* * * * *
La princesse me reçoit avec cette animation qui lui est particulière, et qui se traduit dans l'action qu'elle met dans son serrement de main. Elle m'entraîne dans une allée du parc, et se met à me parler d'elle, de son séjour en Belgique, de sa souffrance dans l'exil. Elle me dit qu'elle a été longtemps, sans pouvoir se rendre compte de ce qui se passait en elle, là-bas, mais qu'elle le sait maintenant: elle y était présente de corps, mais tout à fait absente d'esprit, et si bien, ajoute-t-elle, qu'elle croyait se réveiller, tous les matins, dans son hôtel de Paris. Comme je la félicite sur la gaieté de son moral: «Ah! ça n'a pas toujours été comme ça, il y a eu un mauvais moment, un moment bizarre pendant lequel, c'est singulier, j'avais les mâchoires si serrées par tout ce qui s'était passé en moi, que vraiment j'avais parfois comme de la peine à parler.» Alors, elle s'étend sur les petites misères de la vie de là-bas, me parlant du froid de l'hiver, pendant lequel elle avait pris le parti de se coucher, et de laisser sa porte ouverte, conversant avec ses amis, du fond d'un lit bien chaud.
En ce moment, Couchaud vient lui parler, et il y a un ennui sur son front. «Concevez-vous, me dit-elle, au bout de quelques instants, que le bruit court à Saint-Gratien que l'Impératrice est cachée ici… Comme les gens vous connaissent! Moi conspirer et venir conspirer ici?… Ils ne savent donc pas que je ne demande que la conservation de ma personne et de Saint-Gratien, ma liberté individuelle, comme je l'ai écrit à M. Thiers… Sur le reste, je suis blasée, je n'aime au fond que les choses vraies…, les autres choses, ça n'existe pas, ce n'est que de la convention.»
* * * * *
Mercredi 5 juillet.—Chez Brébant. Berthelot affirme que les thermomètres de Regnault de Sèvres, ces thermomètres à la réputation européenne, ont été brisés méthodiquement par les Prussiens.

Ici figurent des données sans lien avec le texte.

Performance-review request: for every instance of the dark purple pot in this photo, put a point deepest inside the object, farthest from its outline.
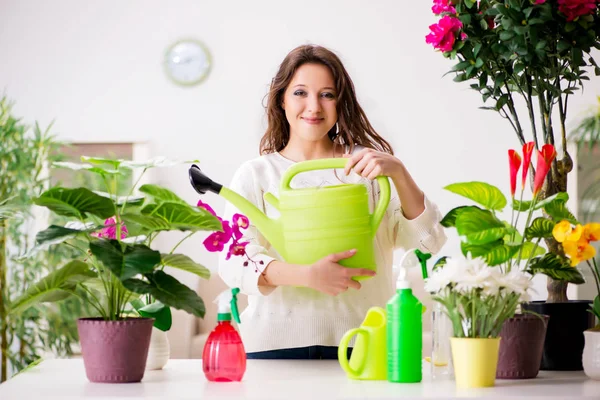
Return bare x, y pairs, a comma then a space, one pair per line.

Renan annonce qu'il vient de recevoir une lettre de Mommsen, déclarant qu'il serait temps de renouer des relations, de reprendre les travaux de l'intelligence communs aux deux nations. Et sa lettre finit par une phrase, dans laquelle il dit qu'il trouverait digne de l'Académie, de continuer l'Empereur, c'est-à-dire de continuer les pensions aux étrangers. Ils sont merveilleux d'impudence, ces savants allemands, et tout semblables à ces commis, qui, un sourire humble sur les lèvres, et roulant leurs chapeaux entre leurs mains, viennent redemander leur place chez le patron, qu'ils ont ruiné, pillé, brûlé.
Puis la conversation s'emporte, et c'est chez tout le monde de la fureur contre Trochu. On s'étonne que la reconnaissance de son incapacité, si universelle à Paris, ne soit pas encore vulgarisée dans toute la France. On cherche à expliquer l'énigme de ce personnage mi-charlatan, mi-mystique. Là-dessus, quelqu'un raconte, que se trouvant au ministère de l'Intérieur, le jour où devaient être signées les conditions de la capitulation de Paris, il attendait avec un ou deux confrères, à l'effet d'avoir des renseignements pour son journal. Trochu entre, avise ces messieurs, auxquels il dit bonjour. Puis tirant sa montre, avec une intonation comique inconsciente: «Je suis d'un quart d'heure en avance, voulez-vous que je vous fasse une conférence politique?» Tel est le sérieux de l'homme—et le jour où Paris subissait une capitulation comme il n'en existe pas dans l'histoire de l'Europe.
* * * * *
Lundi 10 juillet.—Départ pour Bar-sur-Seine. Je l'avais pressenti. Le vide de ma vie se fait aujourd'hui cruellement sentir. La guerre, le siège, la famine, la Commune: tout cela avait été une féroce et impérieuse distraction de mon chagrin, mais ça avait été une distraction.